The panel was summoned by Biogen but worked independently of the company, and members did not receive financial reimbursement for their work. They analyzed available data from clinical trials and real-life use. Their findings were published in the article“Stratification and monitoring of natalizumab associated progressive multifocal leukoencephalopathy risk: recommendations from an expert group,” which appeared in the Journal of Neurology, Neurosurgery & Psychiatry.
Natalizumab, used for the treatment of highly active relapsing-remitting MS (RRMS) in patients, has been associated with the development of PML. Before the age of immunomodulating biological drugs, PML was associated with immunosuppression but not with autoimmune diseases such as MS. The JC virus is common and usually benign, and infects an estimated 60 percent of the European population. But the type causing PML is a mutated form that can enter into the brain, and researchers are puzzled as to why the virus mutates in MS patients on natalizumab.
Active monitoring during treatment is necessary to reduce the risks of PML, but until now, there has been no consensus on best monitoring practices.
Known risk factors for developing PML are previous immunosuppressive therapy, as well as treatment with natalizumab for more than 25 months. A patient’s overall risk of developing PML is 1 in 1,667 during treatment of up to two years (24 months), and that risk increases to 1 in 192 patients for treatment durations of 25–48 months.

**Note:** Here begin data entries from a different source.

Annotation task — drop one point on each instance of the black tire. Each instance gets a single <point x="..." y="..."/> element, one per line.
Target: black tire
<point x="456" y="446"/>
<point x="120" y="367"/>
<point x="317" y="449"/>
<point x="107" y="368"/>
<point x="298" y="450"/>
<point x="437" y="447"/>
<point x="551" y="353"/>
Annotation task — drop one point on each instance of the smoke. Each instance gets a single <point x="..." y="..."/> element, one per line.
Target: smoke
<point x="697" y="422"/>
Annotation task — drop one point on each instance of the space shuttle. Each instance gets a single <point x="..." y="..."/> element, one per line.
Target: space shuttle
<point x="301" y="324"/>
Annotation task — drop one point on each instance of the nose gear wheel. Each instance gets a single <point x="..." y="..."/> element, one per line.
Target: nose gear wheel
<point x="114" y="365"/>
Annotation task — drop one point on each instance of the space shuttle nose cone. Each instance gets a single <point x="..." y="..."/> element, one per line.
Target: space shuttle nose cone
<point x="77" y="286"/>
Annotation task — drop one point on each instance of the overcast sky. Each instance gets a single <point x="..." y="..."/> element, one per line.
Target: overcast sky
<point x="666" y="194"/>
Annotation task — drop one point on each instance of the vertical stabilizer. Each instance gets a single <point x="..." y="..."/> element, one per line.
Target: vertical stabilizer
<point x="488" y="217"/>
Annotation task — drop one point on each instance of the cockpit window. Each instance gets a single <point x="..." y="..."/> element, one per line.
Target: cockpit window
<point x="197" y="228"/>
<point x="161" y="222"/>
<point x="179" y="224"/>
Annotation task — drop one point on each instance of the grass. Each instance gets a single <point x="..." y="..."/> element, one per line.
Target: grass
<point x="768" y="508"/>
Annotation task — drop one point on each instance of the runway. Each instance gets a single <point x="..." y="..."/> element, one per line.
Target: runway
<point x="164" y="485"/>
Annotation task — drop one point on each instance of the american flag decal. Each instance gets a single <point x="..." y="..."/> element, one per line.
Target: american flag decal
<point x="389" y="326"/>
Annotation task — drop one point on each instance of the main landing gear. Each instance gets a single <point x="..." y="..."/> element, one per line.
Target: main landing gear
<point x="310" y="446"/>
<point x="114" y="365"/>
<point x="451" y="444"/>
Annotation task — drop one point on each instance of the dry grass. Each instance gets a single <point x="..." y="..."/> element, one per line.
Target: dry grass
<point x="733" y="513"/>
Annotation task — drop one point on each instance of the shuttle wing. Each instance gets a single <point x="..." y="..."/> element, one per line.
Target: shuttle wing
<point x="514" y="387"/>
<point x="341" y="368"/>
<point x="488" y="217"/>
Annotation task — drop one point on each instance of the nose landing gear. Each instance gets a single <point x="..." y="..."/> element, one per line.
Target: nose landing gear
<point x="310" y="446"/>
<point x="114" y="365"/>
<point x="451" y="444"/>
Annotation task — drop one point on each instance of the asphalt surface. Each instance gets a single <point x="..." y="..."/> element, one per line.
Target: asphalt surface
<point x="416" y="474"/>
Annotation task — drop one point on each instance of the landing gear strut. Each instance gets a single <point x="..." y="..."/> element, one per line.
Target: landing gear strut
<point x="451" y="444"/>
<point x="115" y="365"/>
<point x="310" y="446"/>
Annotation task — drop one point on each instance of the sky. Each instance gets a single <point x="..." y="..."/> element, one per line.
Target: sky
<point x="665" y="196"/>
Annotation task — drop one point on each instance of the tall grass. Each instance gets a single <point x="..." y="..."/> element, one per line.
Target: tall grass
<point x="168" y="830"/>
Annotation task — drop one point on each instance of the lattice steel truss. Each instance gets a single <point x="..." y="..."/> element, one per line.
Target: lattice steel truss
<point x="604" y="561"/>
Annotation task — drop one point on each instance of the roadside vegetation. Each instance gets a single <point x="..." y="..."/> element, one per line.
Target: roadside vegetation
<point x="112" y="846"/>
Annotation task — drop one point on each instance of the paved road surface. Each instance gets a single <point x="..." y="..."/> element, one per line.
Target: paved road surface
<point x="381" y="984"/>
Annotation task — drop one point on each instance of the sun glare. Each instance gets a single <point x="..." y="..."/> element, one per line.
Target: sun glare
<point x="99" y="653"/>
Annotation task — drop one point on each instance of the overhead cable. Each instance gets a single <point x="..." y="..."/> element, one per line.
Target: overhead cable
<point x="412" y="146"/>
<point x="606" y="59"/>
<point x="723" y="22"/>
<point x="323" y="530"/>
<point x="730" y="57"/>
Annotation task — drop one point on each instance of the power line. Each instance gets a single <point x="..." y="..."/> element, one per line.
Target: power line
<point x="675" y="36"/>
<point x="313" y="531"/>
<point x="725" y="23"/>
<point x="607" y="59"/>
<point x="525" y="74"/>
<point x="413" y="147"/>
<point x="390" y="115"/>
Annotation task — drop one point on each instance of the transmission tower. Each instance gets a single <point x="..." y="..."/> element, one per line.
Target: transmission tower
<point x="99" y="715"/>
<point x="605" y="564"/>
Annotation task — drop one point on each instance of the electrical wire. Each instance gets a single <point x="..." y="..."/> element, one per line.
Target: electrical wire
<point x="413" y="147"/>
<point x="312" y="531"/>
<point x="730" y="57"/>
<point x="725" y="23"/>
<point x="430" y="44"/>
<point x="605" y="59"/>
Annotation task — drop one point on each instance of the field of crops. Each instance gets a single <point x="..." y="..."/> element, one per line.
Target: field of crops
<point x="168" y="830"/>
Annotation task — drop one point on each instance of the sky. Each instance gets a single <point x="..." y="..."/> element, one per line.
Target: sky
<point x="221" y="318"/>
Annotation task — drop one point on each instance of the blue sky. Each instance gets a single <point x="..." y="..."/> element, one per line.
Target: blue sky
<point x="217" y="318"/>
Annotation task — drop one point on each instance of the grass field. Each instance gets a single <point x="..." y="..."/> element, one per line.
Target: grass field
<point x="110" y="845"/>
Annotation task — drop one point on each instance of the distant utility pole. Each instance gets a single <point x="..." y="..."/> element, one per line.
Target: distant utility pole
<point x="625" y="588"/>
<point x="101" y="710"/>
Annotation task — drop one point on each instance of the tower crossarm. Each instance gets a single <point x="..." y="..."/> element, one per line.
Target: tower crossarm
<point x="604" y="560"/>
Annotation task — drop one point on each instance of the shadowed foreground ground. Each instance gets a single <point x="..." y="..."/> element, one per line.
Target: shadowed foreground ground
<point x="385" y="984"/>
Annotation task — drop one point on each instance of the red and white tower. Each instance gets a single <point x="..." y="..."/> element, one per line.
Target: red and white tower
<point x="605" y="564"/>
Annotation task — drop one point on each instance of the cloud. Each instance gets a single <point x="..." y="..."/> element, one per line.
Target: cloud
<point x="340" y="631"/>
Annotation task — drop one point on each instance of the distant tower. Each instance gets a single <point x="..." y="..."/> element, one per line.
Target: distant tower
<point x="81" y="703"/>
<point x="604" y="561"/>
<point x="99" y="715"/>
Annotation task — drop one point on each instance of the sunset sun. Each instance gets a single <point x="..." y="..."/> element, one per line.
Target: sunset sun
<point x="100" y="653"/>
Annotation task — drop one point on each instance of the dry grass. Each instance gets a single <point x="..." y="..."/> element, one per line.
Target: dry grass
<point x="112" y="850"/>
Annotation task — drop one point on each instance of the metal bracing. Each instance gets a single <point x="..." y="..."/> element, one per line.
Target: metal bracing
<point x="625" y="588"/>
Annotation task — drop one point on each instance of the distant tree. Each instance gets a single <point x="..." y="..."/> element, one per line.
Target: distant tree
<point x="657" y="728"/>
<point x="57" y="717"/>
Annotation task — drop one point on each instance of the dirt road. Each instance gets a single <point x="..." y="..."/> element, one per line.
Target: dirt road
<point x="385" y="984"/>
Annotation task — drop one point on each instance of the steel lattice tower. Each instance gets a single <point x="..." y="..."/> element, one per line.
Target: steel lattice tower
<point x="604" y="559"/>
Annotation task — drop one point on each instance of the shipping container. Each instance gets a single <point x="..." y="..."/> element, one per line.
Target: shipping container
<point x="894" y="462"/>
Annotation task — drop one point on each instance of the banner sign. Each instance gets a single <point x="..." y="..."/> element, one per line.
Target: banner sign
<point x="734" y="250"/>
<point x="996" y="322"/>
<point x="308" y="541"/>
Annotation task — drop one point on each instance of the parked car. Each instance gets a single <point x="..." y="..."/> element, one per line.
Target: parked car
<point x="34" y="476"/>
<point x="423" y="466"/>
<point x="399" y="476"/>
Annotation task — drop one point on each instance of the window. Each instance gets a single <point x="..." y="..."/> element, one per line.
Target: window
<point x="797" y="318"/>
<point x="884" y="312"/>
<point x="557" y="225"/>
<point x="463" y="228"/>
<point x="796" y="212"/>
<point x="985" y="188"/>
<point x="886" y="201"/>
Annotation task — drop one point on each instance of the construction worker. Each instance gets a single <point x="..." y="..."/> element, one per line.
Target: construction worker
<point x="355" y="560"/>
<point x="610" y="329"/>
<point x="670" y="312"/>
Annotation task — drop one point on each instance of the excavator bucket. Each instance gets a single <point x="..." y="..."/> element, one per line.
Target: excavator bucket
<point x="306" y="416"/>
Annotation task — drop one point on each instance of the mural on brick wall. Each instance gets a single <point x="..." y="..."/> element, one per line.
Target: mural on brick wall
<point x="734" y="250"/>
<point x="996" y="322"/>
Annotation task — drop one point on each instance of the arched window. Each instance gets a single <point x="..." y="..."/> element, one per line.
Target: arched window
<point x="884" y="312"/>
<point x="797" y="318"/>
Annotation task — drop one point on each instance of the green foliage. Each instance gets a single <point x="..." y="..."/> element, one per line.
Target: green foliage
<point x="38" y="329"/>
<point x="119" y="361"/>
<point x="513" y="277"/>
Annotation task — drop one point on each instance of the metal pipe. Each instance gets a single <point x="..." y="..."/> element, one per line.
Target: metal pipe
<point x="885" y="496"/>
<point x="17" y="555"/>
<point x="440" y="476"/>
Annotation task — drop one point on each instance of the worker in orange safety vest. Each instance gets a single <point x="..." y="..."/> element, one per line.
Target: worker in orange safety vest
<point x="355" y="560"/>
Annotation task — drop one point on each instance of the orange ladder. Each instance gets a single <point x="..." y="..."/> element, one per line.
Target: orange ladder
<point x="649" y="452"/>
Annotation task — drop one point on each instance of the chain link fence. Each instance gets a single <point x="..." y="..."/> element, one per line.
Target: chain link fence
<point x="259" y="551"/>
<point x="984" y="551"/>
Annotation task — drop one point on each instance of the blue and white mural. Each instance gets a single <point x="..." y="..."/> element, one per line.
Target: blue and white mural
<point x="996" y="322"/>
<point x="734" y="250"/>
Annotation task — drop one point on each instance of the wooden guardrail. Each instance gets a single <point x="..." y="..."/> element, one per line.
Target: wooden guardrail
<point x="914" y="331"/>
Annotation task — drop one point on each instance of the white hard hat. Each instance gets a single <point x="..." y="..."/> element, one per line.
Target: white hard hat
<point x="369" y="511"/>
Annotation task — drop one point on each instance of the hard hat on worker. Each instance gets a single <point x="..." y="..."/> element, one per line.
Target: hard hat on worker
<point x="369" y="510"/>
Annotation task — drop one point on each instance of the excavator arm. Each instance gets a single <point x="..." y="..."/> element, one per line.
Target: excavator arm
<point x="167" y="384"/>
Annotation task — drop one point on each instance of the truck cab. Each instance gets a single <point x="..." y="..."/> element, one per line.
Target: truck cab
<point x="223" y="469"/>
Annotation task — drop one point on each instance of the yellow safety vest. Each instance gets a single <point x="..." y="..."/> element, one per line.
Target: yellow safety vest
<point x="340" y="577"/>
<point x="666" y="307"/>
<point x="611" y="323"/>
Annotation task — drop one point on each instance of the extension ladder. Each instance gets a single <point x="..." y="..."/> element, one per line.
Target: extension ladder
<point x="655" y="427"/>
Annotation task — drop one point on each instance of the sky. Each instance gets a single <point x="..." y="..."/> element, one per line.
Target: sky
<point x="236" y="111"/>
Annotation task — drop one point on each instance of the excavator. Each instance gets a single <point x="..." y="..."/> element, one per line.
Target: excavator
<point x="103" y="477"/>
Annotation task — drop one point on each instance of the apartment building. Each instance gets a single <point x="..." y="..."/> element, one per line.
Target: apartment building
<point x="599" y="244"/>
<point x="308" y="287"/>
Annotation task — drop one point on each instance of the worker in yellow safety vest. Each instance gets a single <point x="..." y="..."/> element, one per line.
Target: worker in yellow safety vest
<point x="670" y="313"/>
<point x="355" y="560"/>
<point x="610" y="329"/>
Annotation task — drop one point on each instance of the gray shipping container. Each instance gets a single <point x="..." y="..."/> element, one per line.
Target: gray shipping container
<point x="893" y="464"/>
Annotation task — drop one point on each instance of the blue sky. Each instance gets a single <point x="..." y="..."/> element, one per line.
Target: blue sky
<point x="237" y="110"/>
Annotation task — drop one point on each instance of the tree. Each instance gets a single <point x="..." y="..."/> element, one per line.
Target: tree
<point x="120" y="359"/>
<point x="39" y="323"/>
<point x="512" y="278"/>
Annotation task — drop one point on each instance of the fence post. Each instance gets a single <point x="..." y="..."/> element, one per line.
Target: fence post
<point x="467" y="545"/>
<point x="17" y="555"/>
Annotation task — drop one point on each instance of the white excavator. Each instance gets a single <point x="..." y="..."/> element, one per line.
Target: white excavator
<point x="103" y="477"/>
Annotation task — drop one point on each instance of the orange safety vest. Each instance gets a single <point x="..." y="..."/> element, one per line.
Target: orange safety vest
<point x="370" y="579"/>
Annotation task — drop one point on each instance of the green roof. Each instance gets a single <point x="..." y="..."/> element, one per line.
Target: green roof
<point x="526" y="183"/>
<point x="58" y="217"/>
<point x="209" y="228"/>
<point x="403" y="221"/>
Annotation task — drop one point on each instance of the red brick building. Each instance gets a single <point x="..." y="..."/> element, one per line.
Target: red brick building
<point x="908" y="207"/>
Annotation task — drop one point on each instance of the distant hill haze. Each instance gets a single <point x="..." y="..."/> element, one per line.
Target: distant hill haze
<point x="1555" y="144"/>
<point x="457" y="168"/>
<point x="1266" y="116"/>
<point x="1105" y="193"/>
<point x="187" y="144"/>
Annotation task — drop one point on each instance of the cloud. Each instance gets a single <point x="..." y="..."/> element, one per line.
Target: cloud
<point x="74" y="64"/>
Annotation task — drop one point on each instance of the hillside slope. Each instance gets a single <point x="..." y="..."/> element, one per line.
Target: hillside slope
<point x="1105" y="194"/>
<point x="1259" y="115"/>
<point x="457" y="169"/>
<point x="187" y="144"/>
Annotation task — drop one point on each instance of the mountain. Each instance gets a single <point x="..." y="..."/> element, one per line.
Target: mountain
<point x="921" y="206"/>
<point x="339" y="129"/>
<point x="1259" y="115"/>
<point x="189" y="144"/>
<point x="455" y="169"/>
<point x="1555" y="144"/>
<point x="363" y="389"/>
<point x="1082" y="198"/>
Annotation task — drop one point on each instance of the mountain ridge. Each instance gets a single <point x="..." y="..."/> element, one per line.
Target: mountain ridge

Also, the presence of antibodies against the virus before symptoms occur has been detected in the majority of patients developing PML. The Committee for Medicinal Products for Human Use currently recommends anti-JCV antibody testing every six months to identify early patients whose antibody status has changed from negative to positive. The levels of antibodies against the virus — known as the anti-JCV antibody index — has also been associated with the development of PML in patients without previous immunosuppressant therapy. This test is sensitive in predicting PML infection, but the specificity is low since many patients with high antibody levels never develop PML.
The consensus group suggested that patients should be stratified into two risk groups based on their antibody levels and other risk factors: low-risk patients in the group having an anti-JCV index equal or less than 1.5, and high-risk patients with an index above 1.5. Patients in the low-risk group are recommended to repeat antibody testing at six-month intervals, as only 1 in 5,882 MS patients with an index of 1.5 or lower and natalizumab treatment of less than two years has developed PML.
This risk subsequently increases with both treatment time and antibody levels, and an index value of 0.9 or less carries a risk of 1 in 1,961, rising to 1 in 885 if index values increase to 1.5 during years two to four of natalizumab treatment. Longer exposure further increases the risk somewhat, to 1 in 1,724 for index 0.9 or lower, and to 1 in 730 for index 1.5 during months 49-72.